Cyber-Physical Systems (CPS) are increasingly incorporating what one can call Learning-Enabled Components (LEC) to implement complex functions. By LEC we mean a component (typically, but not exclusively, implemented in software) that is realized with the help of data-driven techniques, like machine learning. For example, an LEC in an autonomous car can implement a lane follower function such that one trains an appropriate convolutional neural network with a stream of images of the road as input and the observed actions of a human driver as output. The claim is that such LEC built via supervised learning is easier to implement than building a very complex, image processing driven control system that steers the car such that it stays on the road. In other words, if the straightforward design and engineering is too difficult, a neural network can do the job – after sufficient amount of training.
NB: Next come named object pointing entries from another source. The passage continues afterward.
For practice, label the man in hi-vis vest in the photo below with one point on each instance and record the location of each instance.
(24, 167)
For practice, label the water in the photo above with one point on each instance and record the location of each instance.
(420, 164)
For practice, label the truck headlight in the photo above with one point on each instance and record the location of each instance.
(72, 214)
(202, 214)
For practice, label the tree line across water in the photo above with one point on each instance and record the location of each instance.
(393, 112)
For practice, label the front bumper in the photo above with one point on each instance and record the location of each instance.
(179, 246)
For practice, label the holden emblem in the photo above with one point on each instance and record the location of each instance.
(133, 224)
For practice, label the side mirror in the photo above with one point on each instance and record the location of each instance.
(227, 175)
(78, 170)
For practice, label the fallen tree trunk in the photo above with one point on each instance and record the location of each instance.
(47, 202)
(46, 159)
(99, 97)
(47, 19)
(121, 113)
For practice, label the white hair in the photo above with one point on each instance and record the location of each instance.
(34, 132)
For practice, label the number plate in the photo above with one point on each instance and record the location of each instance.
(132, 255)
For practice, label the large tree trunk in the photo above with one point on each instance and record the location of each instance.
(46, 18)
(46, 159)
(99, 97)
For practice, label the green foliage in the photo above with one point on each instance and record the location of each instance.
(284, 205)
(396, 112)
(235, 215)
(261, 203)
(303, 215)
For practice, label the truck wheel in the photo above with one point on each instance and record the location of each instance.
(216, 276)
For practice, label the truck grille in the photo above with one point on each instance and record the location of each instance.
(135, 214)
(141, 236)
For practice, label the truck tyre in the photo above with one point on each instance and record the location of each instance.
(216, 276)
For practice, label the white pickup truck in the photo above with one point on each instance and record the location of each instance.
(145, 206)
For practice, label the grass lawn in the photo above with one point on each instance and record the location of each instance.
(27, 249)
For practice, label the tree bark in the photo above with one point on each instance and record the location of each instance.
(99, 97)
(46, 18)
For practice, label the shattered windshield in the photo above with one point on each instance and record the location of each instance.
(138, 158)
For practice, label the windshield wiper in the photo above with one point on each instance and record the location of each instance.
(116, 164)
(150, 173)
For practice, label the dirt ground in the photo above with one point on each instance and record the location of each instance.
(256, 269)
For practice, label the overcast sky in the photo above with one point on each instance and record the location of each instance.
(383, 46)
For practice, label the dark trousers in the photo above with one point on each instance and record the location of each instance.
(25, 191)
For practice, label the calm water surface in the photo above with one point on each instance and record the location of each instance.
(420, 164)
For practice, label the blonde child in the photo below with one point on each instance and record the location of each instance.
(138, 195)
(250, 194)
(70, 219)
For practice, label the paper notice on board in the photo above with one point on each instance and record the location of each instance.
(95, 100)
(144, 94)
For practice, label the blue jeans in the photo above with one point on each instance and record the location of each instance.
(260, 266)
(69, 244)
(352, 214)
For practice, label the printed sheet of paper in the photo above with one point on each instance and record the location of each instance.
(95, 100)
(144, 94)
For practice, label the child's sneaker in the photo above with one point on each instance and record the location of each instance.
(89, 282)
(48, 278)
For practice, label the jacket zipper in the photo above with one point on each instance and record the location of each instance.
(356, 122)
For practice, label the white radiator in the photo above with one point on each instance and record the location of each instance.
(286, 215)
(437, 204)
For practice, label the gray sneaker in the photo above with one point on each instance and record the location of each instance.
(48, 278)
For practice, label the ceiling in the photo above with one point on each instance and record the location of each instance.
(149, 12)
For high-consequence systems the challenge is to prove that the resulting system is safe: it does no harm, and it is live: it accomplishes its goals. Safety is perhaps the foremost problem in autonomous vehicles, especially for ones that operate in a less-regulated environment, like the road network. The traditional technology for proving the safety of systems is based on extensively documented but often informal arguments – that are very hard to apply to CPS with LEC.
The talk will focus on the results of our recently started project that aims at changing this paradigm by introducing (1) formal verification techniques whenever possible (including proving properties of the ‘learned’ component), (2) monitoring technology for assurance to indicate when the LEC is not performing well, and (3) formalizing the safety case argumentation process so that it can be dynamically evaluated. The application target is autonomous vehicles, with significant, but not exclusively used LECs. The goal is to construct an engineering process and a supporting toolchain that can be used for the systematic assurance of CPS with LECs.